My question, however, is not about another kind of weight-loss program. What I'd be interested in knowing is this: How do other men with fat wives deal with it - especially those whose wives got fat after their marriage?Are they embarrassed in front of friends? Do they have affairs or fantasize about thin women? Or do they say nothing and quietly hate their wives? Does criticizing bring a change? Do they decide to resist cultural standards of weight? Or do they ignore it and love the other qualities their wives have?

Please ask your male readers, Abby. I'm very interested in what they might have to say - but they are not the kind of questions you ask some man sitting in the local fast-food restaurant. Thank you!

- Fat But Not Happy

Dear Fat But Not Happy: In answer to your questions: Not all men are alike. Some are embarrassed about the size of their wives; some are not - just as some wives with fat husbands will tell you. Some have affairs, but husbands with thin wives also have affairs. Criticism will sometimes bring a change, but not always.

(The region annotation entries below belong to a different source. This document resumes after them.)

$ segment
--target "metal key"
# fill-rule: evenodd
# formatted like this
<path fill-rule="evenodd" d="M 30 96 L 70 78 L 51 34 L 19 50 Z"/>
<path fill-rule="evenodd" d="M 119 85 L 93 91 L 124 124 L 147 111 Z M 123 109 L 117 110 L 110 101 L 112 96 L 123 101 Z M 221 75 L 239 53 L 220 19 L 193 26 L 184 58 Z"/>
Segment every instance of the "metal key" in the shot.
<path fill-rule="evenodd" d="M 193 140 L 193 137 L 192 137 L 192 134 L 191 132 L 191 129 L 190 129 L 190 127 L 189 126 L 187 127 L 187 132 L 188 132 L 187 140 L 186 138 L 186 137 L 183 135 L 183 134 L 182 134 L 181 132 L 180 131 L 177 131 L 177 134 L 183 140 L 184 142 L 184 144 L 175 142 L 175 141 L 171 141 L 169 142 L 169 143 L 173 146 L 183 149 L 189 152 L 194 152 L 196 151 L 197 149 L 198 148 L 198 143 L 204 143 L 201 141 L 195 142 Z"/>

A person (man or woman) is more than just a fat or thin person. There's heart, soul and personality inside. A person's value cannot be determined by his or her weight.

Dear Abby: My daughter recently graduated from a very prestigious college. Each graduate was given a limited number of tickets, as there were many graduates in an auditorium with a limited seating capacity.

While I expected to see people of all ages, I did not expect to see small children and infants.

Some parents did not hold the little ones on their laps; they let the youngsters jump around during the ceremony! And some with babies spent the entire time carrying them up and down the aisles trying to calm them.

Let's face it, it is difficult even for a parent to be interested in hundreds of graduates and speakers; how on earth do parents of these children expect them to act?

This is a wonderful moment for the parents and grandparents of graduates - but never on God's green earth would I do something as stupid as bringing an infant to a graduation ceremony.

- Annoyed in Massachusetts

Dear Annoyed: Congratulations, and hear, hear!

Dear Abby: I have never seen mentioned in your column how women of all ages, shapes and sizes - married, single and widowed - chase after priests and ministers, wanting to physically embrace them.

If a priest rejects them, some of these women make false accusations, ruining the reputations of decent, innocent men.

I have seen some of these women in action, and they are a disgrace. My son is a young priest, and this is his biggest complaint. Can you offer some suggestions that might help him?

- His Mother

Dear Mother: The most effective way to avoid an unwelcome physical embrace is to immediately extend one's hand and initiate a handshake.